The easy-access rate offers 0.7% interest but has charges.
Since its launch, the finance app Chip has regularly offered higher interest rates than most, if not all, providers.
Replacing the popular Chip+1 account, the latest account launched to existing customers in late August and will be open to all in mid-September. Again, it’s promising a market-beating rate.
In fact, Chip’s own publicity calls it “The best easy-access savings rate. The top of the table. The cream of the crop. Numero uno.”
That certainly sounds good, but should you move your money? Here’s my analysis.
What does Chip’s new savings account pay?
You’ll be able to earn 0.7% AER on up to £30,000 saved in the account. Chip says this limit could be increased, and I’ll update here if it is.
This is a better rate than the next closest easy-access account (at the time of writing 0.65% from Tandem). And unlike the Chip+1 account you’ll earn compound interest – i.e. interest will also earn interest.
However, this new savings option is only available to users on the ChipAI or ChipX plans. Both of these come with a fee every 28 days (£1.50 and £3 respectively). Factor that fee in and the real interest rate is much lower.
If you’re on the free ChipLite tier you won’t be able to open the account.
How the fee impacts the interest you earn
As you can see from the table below, that when you add in the £1.50 fee for ChipAI (£19.50 a year), you’ll earn less money with this new Chip account than you would with the Tandem easy access account paying 0.65%.
In fact, you need at least £2,786 in the account before the interest earned wipes out the fee over a 12 month period – and you’ll still be down £18 compared to stashing the cash with Tandem.
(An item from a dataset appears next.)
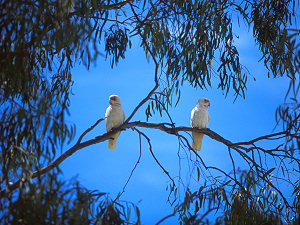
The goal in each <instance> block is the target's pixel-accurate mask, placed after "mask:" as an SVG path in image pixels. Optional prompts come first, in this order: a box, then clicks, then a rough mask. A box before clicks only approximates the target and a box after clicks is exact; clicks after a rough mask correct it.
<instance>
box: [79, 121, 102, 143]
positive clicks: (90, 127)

|Chip’s 0.7% account||Tandem’s 0.65% account|
|Amount saved||Interest earned||Total return after fee||Interest earned|
There’s also a much higher limit with Tandem of £250,000 – though with both that and the new Chip account you’re only protected by the Financial Services Compensation Scheme up to £85,000.
Of course, the fee isn’t just about the savings account. For that £1.50 every 28 days you also get interest up to £10k if you already have Chip+1 and access to the automated savings feature.
The latter is what I first loved about Chip, and it really can help you squirrel money away on a regular basis. However, the app Plum offers the exact same service for free!
The new account vs Chip+1
Though the Chip+1 account closes to new customers on 31 August, those who have already signed up for it will continue to get up to 1.25% – for the time being at least.
Despite the high rate (in comparison to elsewhere), Chip+1 isn’t perfect and there are limits to this account. For a start, it’s capped at savings of £10,000, and those on ChipLite only earn on the first £2,000. To earn on balances between £2k and £10k you pay those same fees as detailed above.
So does the new account beat this if you’ve more to save?
Well, the free ChipLite account will earn you £25 interest if you have the full £2,000 saved in Chip+1. With the fee, you’d need £6,356 in the new 0.7% account to match that total. So Chip+1 wins on pots under £2,000.
But for amounts above this, as the table above showed, Tandem’s 0.65% always beats the new Chip account. So it’s probably better to compare Chip+1 to Tandem instead.
Savings of between £2,000 and £5,250 Chip+1 effectively earn less than 0.65%. Beyond this total, Chip+1 will beat Tandem – though only for another £4,750 until the cap.
Of course, the Tandem account could drop or be beaten elsewhere, so these figures are purely for what is on offer now.
How other savings accounts compare
These accounts from Chip and the Tandem aren’t the only options for your money.
The highest paying option is actually via a current account. Virgin Money’s M Plus current account offers 2.02% on balances of up to £1,000 – and you can apply for more than one of these.
Fixed-rate accounts have also been on a steep increase. The best is back with Tandem (though this can change daily) with a rate of 1.41%. You do have to lock your money away for 12 months though to get this rate.
You can get updates on the latest savings accounts here.
Should you get the new Chip account?
If you’re already paying for the ChipAI or ChipX tiers – perhaps because you want to earn more on up to £10k or would rather use the auto savings here than the free alternative with Plum, then this is a good account for any overflow cash (above £10k).
But for anyone else looking for a top rate for their savings, those fees cut down what you’ll earn and I’d recommend instead any free account which beats those rates.
How to get the new Chip savings account?
Chip is an app-only product, so you need to have a smartphone to sign up and access the account.
Though to start it’s only for existing Chip customers, it’ll be available to all by mid-September. The account will appear as an option in the “accounts” tab of the app. Once you’ve opened it you can transfer in up to £5,000 a time, five times a day.
Once the account is publically launched you’ll also be able to put auto-savings in this account, which is well worth doing if you use the AI feature.
Is your money safe?
As mentioned the account is FSCS protected, though since it’s run by Allica Bank, you need to take into account any funds saved separately with them towards the overall £85,000 protection limit.